Quinn’s voice stabbed the tension. “If a polar bear and an elephant are freaking you out, wait till you see what’s on the keystone over here on the left.”
They turned and saw what looked like a Chinese dragon twisting in flight and breathing fire.
Jodie took a step back. “Okay, did we just walk into the damn Twilight Zone?”
“No,” Hunter said darkly. “But we need to get a move on. Don’t forget about McCabe.”
“Wait, you said we should follow the central tunnel,” Quinn said. “What’s so special about the polar bear?”
“We’re not interested in the polar bear,” Hunter said. “These animals were probably objects of worship, but they’re not significant. If you look either side of the capstone you’ll see some other glyphs carved into the rock. The ones beside the dragon indicate some sort of armory and the ones next to the elephant suggest something like an infirmary.”
“And the polar bear?”
“I’m coming to that. If we want to find the main city then we should follow the polar bear, because that’s what the symbols indicate.
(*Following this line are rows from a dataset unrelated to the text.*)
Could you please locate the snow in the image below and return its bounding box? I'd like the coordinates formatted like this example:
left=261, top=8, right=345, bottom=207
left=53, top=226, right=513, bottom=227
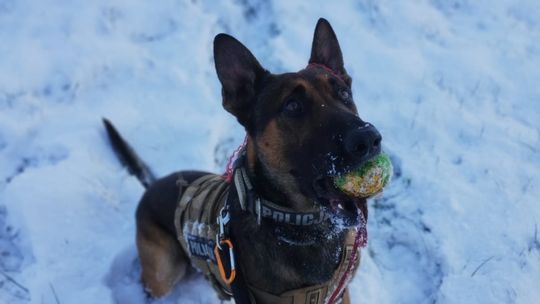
left=0, top=0, right=540, bottom=304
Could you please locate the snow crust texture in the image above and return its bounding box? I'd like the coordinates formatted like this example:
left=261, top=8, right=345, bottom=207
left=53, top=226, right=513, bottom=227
left=0, top=0, right=540, bottom=304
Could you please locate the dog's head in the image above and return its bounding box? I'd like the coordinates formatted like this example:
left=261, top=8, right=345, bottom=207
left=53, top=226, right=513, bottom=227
left=214, top=19, right=381, bottom=226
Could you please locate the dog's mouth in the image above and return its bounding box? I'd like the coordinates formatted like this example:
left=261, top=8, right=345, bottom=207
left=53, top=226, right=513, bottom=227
left=313, top=176, right=367, bottom=227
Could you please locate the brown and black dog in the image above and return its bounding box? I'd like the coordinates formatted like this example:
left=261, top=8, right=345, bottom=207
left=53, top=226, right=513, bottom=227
left=106, top=19, right=381, bottom=303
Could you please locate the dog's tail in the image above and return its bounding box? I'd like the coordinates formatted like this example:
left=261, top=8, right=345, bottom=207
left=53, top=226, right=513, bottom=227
left=103, top=118, right=156, bottom=188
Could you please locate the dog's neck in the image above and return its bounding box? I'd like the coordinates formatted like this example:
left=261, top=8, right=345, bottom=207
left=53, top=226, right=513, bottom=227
left=230, top=148, right=347, bottom=294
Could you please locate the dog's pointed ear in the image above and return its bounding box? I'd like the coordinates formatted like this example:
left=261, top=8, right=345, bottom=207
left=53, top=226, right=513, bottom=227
left=309, top=18, right=351, bottom=86
left=214, top=34, right=268, bottom=128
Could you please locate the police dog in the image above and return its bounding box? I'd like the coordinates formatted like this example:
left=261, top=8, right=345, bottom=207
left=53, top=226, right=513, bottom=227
left=105, top=19, right=381, bottom=303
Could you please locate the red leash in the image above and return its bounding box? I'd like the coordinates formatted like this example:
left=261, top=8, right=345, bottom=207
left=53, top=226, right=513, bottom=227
left=327, top=211, right=367, bottom=304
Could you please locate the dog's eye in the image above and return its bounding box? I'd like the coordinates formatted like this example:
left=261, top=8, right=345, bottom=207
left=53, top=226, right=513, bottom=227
left=282, top=98, right=304, bottom=117
left=338, top=88, right=353, bottom=106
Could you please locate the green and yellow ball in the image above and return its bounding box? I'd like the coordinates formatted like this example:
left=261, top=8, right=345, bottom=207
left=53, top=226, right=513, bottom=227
left=334, top=153, right=393, bottom=198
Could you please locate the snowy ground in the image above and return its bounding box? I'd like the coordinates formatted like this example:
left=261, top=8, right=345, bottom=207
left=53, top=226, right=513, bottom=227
left=0, top=0, right=540, bottom=303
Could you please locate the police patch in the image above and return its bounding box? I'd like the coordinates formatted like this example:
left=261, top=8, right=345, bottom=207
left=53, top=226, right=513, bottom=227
left=186, top=234, right=216, bottom=263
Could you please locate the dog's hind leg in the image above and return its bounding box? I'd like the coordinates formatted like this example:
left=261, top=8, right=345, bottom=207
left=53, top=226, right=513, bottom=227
left=137, top=211, right=187, bottom=298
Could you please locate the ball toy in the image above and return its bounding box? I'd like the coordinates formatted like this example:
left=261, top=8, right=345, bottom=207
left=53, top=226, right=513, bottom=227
left=334, top=153, right=393, bottom=198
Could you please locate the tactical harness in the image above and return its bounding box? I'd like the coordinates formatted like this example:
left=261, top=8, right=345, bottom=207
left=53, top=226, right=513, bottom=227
left=174, top=160, right=365, bottom=304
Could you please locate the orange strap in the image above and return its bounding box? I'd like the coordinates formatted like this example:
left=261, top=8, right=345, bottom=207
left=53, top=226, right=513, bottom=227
left=214, top=239, right=236, bottom=285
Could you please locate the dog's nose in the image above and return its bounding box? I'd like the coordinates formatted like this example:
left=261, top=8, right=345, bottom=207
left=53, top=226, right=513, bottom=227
left=344, top=123, right=382, bottom=158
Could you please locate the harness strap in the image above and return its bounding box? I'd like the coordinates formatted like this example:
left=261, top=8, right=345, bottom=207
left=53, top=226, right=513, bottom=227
left=234, top=167, right=330, bottom=226
left=249, top=231, right=360, bottom=304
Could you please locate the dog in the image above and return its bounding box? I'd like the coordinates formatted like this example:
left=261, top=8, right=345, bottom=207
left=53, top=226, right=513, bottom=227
left=105, top=18, right=382, bottom=304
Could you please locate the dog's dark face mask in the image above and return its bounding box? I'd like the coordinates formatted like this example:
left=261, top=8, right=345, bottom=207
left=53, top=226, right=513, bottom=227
left=214, top=20, right=381, bottom=226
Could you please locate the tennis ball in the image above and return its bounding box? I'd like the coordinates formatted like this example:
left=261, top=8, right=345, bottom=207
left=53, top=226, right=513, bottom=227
left=334, top=153, right=393, bottom=198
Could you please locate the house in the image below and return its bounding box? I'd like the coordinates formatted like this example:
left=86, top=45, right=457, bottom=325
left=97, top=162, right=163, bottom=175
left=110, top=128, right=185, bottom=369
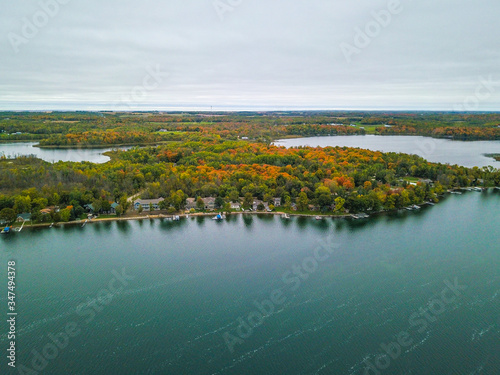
left=231, top=202, right=241, bottom=211
left=186, top=198, right=196, bottom=210
left=252, top=199, right=269, bottom=211
left=16, top=213, right=31, bottom=223
left=186, top=197, right=215, bottom=210
left=202, top=197, right=215, bottom=210
left=134, top=198, right=165, bottom=211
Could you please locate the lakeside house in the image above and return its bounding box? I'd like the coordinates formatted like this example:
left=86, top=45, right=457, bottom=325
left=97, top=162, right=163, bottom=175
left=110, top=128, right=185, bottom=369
left=186, top=198, right=196, bottom=210
left=202, top=197, right=215, bottom=210
left=134, top=198, right=165, bottom=211
left=16, top=213, right=31, bottom=223
left=186, top=197, right=215, bottom=210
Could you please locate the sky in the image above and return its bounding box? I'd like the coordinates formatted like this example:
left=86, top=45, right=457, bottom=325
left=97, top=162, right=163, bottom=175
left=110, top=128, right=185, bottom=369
left=0, top=0, right=500, bottom=111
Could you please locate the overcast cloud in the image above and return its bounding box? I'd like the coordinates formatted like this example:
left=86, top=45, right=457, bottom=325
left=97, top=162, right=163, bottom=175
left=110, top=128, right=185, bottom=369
left=0, top=0, right=500, bottom=110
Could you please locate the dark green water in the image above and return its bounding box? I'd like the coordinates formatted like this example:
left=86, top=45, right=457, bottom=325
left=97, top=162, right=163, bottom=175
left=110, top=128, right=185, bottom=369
left=0, top=191, right=500, bottom=375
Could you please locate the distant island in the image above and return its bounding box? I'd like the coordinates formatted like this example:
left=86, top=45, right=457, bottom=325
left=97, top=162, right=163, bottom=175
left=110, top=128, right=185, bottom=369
left=0, top=112, right=500, bottom=228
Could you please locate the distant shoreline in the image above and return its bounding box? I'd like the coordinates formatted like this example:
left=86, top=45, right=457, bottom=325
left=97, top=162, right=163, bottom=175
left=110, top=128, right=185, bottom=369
left=7, top=187, right=492, bottom=234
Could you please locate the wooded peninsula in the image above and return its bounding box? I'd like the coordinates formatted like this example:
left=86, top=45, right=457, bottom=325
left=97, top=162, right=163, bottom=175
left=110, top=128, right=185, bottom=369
left=0, top=112, right=500, bottom=223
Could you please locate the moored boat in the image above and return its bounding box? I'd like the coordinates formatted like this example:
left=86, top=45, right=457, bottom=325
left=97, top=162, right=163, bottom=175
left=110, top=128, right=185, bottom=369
left=0, top=227, right=11, bottom=234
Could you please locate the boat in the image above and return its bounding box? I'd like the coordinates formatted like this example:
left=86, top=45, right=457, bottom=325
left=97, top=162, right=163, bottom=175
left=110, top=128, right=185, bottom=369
left=14, top=221, right=26, bottom=232
left=212, top=213, right=226, bottom=221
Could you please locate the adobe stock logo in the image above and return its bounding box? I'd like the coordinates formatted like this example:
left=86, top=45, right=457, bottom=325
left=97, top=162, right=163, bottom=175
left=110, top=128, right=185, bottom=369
left=7, top=0, right=71, bottom=53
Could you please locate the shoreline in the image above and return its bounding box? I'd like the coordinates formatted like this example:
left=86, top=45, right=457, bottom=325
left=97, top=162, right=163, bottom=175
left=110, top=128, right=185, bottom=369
left=2, top=187, right=500, bottom=230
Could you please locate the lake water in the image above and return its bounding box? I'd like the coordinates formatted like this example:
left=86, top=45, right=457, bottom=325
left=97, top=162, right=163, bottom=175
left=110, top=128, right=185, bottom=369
left=0, top=190, right=500, bottom=375
left=0, top=143, right=130, bottom=164
left=275, top=135, right=500, bottom=168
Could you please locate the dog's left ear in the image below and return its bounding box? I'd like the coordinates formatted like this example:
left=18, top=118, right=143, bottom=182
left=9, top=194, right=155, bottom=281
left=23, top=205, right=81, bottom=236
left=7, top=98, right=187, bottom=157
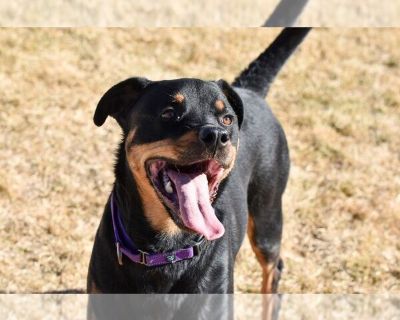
left=217, top=79, right=243, bottom=128
left=93, top=77, right=151, bottom=129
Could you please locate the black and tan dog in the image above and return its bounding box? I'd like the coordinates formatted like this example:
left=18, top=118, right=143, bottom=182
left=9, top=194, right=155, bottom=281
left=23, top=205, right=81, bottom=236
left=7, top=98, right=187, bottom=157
left=87, top=28, right=309, bottom=293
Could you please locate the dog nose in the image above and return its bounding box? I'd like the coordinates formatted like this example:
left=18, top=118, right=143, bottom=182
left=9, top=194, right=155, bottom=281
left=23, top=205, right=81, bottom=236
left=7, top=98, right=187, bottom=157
left=199, top=126, right=229, bottom=149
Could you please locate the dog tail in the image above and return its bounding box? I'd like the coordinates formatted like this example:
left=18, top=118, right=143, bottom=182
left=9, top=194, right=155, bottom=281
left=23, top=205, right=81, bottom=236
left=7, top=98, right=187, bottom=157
left=232, top=28, right=311, bottom=98
left=263, top=0, right=308, bottom=27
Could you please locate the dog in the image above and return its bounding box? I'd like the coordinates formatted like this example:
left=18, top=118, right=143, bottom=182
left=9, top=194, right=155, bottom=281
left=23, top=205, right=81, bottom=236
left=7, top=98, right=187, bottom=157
left=87, top=28, right=310, bottom=293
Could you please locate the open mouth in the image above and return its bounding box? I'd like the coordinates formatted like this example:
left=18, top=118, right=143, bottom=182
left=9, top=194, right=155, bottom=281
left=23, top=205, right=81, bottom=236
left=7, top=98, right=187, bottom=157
left=147, top=159, right=225, bottom=240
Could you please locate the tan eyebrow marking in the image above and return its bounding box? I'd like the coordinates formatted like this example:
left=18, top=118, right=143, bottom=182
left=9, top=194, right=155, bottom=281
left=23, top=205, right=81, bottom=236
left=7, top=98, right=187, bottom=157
left=214, top=99, right=225, bottom=111
left=174, top=92, right=185, bottom=103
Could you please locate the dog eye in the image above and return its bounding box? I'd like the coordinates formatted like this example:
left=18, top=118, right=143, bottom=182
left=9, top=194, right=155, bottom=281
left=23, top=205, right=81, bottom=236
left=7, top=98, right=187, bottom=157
left=221, top=114, right=233, bottom=126
left=160, top=107, right=178, bottom=121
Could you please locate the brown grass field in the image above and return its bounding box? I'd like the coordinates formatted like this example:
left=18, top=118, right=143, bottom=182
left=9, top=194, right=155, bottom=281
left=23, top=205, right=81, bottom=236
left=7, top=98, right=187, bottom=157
left=0, top=29, right=400, bottom=293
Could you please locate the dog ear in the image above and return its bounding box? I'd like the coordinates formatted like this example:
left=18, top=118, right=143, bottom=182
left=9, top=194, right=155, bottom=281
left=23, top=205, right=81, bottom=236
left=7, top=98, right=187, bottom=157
left=217, top=79, right=243, bottom=128
left=93, top=77, right=151, bottom=128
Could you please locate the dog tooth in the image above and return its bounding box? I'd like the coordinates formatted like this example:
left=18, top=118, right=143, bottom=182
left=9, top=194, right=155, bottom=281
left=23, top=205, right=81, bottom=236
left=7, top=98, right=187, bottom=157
left=164, top=181, right=174, bottom=193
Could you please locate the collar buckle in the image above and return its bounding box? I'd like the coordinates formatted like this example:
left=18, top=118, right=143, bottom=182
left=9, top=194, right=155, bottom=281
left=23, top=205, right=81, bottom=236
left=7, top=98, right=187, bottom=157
left=115, top=242, right=123, bottom=266
left=138, top=249, right=149, bottom=266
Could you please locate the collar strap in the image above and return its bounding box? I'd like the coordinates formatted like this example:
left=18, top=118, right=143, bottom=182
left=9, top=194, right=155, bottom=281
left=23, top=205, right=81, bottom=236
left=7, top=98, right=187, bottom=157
left=110, top=192, right=204, bottom=267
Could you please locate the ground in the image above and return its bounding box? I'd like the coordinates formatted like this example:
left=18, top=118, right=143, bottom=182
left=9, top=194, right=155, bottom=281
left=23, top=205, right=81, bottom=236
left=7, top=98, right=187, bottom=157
left=0, top=29, right=400, bottom=293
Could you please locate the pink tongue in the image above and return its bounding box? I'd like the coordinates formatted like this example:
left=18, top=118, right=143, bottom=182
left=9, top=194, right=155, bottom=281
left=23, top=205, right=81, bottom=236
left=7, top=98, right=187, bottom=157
left=167, top=170, right=225, bottom=240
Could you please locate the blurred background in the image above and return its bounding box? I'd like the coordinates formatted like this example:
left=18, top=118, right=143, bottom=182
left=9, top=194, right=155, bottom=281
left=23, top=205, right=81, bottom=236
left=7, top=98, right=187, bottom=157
left=0, top=28, right=400, bottom=293
left=0, top=0, right=400, bottom=27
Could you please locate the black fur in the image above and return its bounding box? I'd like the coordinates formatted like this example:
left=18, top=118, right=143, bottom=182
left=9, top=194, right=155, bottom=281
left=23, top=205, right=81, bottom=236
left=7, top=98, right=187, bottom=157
left=88, top=29, right=305, bottom=293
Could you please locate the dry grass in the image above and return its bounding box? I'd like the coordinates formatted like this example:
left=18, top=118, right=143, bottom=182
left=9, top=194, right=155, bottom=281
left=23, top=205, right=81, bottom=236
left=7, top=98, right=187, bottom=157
left=0, top=0, right=400, bottom=27
left=0, top=29, right=400, bottom=292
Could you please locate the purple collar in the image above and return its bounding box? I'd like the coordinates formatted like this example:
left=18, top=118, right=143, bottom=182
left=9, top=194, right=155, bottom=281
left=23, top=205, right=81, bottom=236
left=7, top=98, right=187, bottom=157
left=110, top=192, right=204, bottom=267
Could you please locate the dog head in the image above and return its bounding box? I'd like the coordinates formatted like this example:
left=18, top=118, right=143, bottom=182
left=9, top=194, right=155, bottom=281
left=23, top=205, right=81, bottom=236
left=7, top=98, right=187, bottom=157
left=94, top=78, right=243, bottom=240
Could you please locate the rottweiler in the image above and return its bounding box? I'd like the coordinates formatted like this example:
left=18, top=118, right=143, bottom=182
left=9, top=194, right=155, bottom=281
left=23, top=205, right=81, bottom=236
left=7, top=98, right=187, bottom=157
left=87, top=28, right=309, bottom=293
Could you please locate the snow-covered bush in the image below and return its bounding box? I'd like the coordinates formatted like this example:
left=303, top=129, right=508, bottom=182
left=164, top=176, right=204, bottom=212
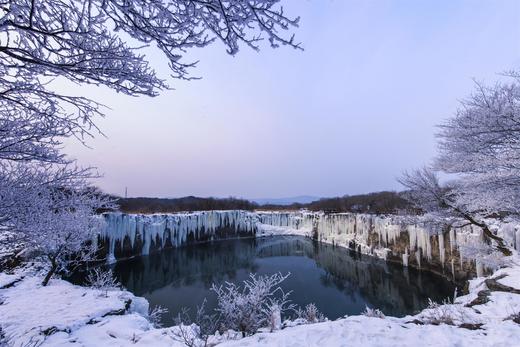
left=362, top=306, right=385, bottom=318
left=420, top=299, right=467, bottom=325
left=172, top=299, right=220, bottom=347
left=211, top=273, right=294, bottom=336
left=296, top=303, right=327, bottom=323
left=148, top=305, right=168, bottom=328
left=86, top=267, right=121, bottom=297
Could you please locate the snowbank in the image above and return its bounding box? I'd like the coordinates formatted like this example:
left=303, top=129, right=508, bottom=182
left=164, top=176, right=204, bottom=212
left=0, top=258, right=520, bottom=347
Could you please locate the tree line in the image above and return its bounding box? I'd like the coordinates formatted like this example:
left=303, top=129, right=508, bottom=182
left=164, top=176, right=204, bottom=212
left=116, top=191, right=418, bottom=214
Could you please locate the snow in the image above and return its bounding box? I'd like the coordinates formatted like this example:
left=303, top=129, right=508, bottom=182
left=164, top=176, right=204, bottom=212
left=0, top=276, right=148, bottom=345
left=0, top=216, right=520, bottom=347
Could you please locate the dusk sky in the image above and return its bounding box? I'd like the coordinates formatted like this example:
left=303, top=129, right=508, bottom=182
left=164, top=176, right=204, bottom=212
left=67, top=0, right=520, bottom=198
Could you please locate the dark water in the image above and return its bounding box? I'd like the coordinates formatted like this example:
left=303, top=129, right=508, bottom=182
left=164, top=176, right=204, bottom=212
left=102, top=236, right=454, bottom=326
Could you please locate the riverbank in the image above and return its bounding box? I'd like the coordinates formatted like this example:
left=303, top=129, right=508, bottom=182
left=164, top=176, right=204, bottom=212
left=0, top=257, right=520, bottom=347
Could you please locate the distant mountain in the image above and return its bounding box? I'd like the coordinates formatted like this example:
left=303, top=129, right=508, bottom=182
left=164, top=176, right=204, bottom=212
left=250, top=195, right=320, bottom=206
We’re looking for something like a place of worship with an altar or something like that. That’s where we’re going to find the third winged statue.”
Quinn nodded. “I’m not going to argue with that.”
Outside the chamber they heard the sound of men trampling through the jungle and arguing in English and Spanish.
“Damn it,” Hunter said. “McCabe finally found the right place to look.”
“And he’d have found the trail we made to
o,” Blanco said. “So he already knows we’re here.”
“Let’s get going,” Hunter said. “With some luck, it’ll take him a long time to decipher the symbols in the keystones. Make sure to cover your tracks as we head down into the tunnel.”
Hunter led the way, jogging down the tunnel with his flashlight sweeping over the ground ahead of him as he searched for traps. Behind them, they heard the sound of McCabe’s voice. He was calling out to them in the darkness, goading them to break their cover and return to him.
“Stay quiet everyone,” Hunter said. “He’s trying to get us to reveal what tunnel to use.”
“I say let him work it out for himself,” said Lewis.
Hunter gave him a sideways glance as they walked through the darkness. “Plus, if we go back there he’ll probably kill us all.”
“There’s that, too.”
“Yup.”
They set off once again, making their way down a shallow gradient and always aware they were going deeper underground. Another half hour passed as they followed the twisting, turning tunnel taking them deeper inside the earth.
Then Blanco’s deep voice broke the silence. “Wait, what the hell is that up ahead?”
“What do you see, Sal?” Amy asked, her voice echoing in the tunnel.
“My God,” he said. “It’s a damn pyramid, just like you said, Max.”
Hunter stepped ahead of the group and turned his flashlight beam up into a vast cavernous space. They had thought they were deep underground, but instead, the cavern’s roof was a seething mass of vines and roots. “We found it,” he said quietly. “And it looks like we’re not underground anymore, but in another ravine.”
“One completely covered over with plants,” Amy said shocked.
Blanco looked at them with awe on his face. “And did I mention the giant pyramid?”
“Yeah,” Amy said. “Let’s go take a look at that, right Max?”
But Hunter was already walking forward, mesmerized by the lost city in front of him.
CHAPTER TWENTY-FIVE
The rest of the team stepped toward him until they were standing on a ledge covered in rubble and debris. Hunter swept his flashlight beam across the ground at their feet. “Look out for the loose stones. They’re probably caused by the earthquakes.”